Alps Map

The Idea

I’ve always enjoyed maps and during the previous couple of years I’ve had a lot of time of free time at home, so I started investigating making maps of my own. I had a map of the Alps from an old atlas I’d purchased at a flea market and I decided to see if I could make something like that, but much larger, 24" x 36" instead of approximately 8" x 10". The final product came out pretty great I think.

The Map

The Map

The Map


Map closeup

Detail view

Higher resolution here

The Process

The hardest part about making a map I’ve found is figuring out which datasets to use and how to filter and shape them to fit the goals of your map. In the case of this map, the following layers were used.

Base Contours

These were based on the EU-DEM elevation model from the EU’s Copernicus Program. The conversion of the raw DEM data to contour polygons was done via GDAL. This process was a bit of a stumbling block, as the large DEM formed by the mosaic of the tiles required to cover the entirety of the Alps, the polygon generation time became untenable. A quick search of GitHub turned up a relevant bug and after a couple attempts I had a patch that allowed me to generate the entire set of polygons in a much more reasonable time. As a bonus, the patch was accepted upstream and I was able to become a contributor to GDAL as well!

Rivers

Based on data from OpenStreetMap. One of the biggest challenges was deciding which rivers to include and which not to included. I knew that I wanted to include some major rivers, e.g. the Po and the Adige, so to start I wrote a few small scripts to remove rivers that had no name or were very short. However, I still had far too many rivers after this process and so I spent a lot of time going through each region and trying to decide which rivers to include and which to drop from the map. This is definitely an area that I would like to improve upon in the future, as the manual process took a lot of time and I think more time invested in the front-end in data processing could have paid dividends. Once I’d chosen which rivers I wanted, I needed to reduce the amount of detail a little bit, as even at my large target size, the rivers just had too much detail. The geometry generator features in QGIS made this pretty easy, as I could just tweak a combination of the simplify and smooth functions until I had something that looked good at the target size. This is another area that I’d love to figure out a better approach for, as it took a long time to find good parameters and it seems like there might be a way to get closer to optimal results given that the size of the input features and the size of the output map are known.

Mountain Peaks

A mix of importing these from OpenStreetMap and manually digitization. In retrospect, I should have tried to extract more peak features from OpenStreetMap as I had to manually look up and copy the height and name data for all the peaks I digitized myself, a lengthy process.

Bathymetry

Very similar to the process for the land contours, the data here was obtained from GEBCO.

Cities

Similar to the peaks, a combination of OpenStreetMap data and manual digitization. Much of the distinction between the two classes of city on the map is based on what seemed true to me based on my experience and whatever Wikipedia said about a given place, but it’s certainly the case that there are some cities that could plausibly be in either tier. In the end, I just picked whichever felt right.

The Labels

For labeling the map, I used 2 fonts, Cormorant Garamond for a serif font and Bell Topo Sans for a sans serif. Huge thanks to Sarah Bell for responding to my email and adding a few missing characters I needed for the map!

Mountain Ranges

One thing I learned while creating this map is that there are competing systems for defining sub-ranges of the Alps. I chose to use one of the more modern interpretations as it seemed to be the most consistent across the entire range.

The Projection

For a projection, I chose the Lambert Azimuthal Equal Area projection, specifically EPSG: 3035, which is recommended by the EEA for display maps.

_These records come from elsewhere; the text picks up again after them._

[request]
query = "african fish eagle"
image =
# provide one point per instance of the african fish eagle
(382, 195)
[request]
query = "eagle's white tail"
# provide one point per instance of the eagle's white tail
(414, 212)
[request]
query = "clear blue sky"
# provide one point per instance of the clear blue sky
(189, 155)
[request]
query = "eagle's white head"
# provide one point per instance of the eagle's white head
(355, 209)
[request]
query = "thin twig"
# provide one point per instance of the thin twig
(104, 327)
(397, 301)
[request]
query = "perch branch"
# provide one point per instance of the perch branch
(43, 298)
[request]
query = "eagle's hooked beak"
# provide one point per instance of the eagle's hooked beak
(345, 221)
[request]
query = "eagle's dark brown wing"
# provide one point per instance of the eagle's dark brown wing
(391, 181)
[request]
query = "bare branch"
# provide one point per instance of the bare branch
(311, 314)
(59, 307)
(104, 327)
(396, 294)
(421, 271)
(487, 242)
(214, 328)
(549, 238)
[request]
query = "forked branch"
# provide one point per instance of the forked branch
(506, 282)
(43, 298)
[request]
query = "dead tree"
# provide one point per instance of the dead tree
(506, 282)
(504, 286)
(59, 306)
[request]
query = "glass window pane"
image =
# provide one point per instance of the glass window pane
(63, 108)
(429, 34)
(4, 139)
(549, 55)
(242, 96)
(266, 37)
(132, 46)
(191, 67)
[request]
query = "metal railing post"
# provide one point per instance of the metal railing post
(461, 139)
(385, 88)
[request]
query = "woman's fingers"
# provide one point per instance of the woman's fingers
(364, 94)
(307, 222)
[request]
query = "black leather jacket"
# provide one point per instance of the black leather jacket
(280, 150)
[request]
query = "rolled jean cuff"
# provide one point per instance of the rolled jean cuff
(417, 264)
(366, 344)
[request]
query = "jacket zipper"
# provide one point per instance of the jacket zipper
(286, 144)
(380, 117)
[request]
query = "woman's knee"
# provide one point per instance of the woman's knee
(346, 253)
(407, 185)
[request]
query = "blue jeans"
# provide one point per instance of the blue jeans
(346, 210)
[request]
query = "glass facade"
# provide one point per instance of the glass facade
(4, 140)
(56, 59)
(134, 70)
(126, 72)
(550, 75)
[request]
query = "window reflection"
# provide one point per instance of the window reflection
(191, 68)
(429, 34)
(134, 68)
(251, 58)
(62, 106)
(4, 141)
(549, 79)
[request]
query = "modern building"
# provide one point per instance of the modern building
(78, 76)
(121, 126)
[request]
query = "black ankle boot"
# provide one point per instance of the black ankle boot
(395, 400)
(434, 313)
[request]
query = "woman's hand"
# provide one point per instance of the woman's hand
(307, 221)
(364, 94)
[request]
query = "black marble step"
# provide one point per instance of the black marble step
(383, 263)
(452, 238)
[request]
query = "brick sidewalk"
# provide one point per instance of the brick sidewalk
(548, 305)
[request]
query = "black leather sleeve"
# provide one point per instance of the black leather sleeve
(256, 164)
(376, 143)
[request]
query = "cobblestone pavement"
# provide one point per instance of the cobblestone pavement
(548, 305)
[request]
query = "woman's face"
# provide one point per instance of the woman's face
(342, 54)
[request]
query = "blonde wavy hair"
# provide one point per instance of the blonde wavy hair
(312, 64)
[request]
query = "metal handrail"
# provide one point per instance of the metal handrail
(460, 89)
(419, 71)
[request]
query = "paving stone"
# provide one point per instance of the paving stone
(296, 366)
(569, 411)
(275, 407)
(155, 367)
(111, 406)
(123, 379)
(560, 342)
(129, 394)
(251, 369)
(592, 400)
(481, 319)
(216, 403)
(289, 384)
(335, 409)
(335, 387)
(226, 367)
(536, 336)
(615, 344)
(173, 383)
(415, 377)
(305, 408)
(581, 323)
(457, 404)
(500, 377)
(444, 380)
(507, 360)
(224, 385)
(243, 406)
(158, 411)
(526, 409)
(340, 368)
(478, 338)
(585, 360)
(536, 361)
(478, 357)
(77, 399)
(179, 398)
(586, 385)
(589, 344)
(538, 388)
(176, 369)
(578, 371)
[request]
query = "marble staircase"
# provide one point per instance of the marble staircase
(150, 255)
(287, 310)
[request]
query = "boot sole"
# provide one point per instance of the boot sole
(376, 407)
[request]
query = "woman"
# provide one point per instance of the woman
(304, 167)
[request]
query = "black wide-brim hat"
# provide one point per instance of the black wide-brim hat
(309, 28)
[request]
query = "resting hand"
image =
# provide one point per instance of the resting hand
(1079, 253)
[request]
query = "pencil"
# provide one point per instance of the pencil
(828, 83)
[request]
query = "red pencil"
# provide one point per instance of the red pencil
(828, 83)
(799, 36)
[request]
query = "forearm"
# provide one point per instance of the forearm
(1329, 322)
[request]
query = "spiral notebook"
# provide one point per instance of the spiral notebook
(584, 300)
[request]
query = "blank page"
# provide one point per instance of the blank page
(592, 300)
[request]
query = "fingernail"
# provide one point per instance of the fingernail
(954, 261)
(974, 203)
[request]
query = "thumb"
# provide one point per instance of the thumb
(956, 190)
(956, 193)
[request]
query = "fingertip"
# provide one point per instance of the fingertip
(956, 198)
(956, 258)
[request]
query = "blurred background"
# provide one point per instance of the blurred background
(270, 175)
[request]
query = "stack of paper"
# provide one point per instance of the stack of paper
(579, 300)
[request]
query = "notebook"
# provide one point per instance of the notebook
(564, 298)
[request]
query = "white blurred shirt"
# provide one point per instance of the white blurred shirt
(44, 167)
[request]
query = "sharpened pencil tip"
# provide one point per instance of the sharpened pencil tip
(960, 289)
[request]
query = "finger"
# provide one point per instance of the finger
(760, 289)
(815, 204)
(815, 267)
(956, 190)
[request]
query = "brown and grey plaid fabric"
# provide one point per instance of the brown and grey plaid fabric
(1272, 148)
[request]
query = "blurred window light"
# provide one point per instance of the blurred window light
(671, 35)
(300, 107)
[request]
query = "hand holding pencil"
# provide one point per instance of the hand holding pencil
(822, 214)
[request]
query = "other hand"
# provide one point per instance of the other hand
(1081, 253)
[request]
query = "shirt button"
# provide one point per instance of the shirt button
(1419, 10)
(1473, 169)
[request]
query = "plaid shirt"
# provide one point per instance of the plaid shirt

Tissot's indicatrix for EPSG 3505

Tissot's indicatrix for EPSG 3505, showing the low distortion across Europe, especially for the Alps region

Bringing it all together

The general process for this map was to prepare vector data and symbology in QGIS, then export it as a vector PDF and import those into Affinity Designer. Once there, I added all the labels and label knockouts manually. This was a long process, but a fulfilling one. The entire outer frame and bottom area were also designed in Affinity Designer. Overall, Affinity Designer was a pretty good tool for this project, although once I brought in all the contour layers it did get a little slow and an export of the final map from Affinity Designer to pdf took a very long time.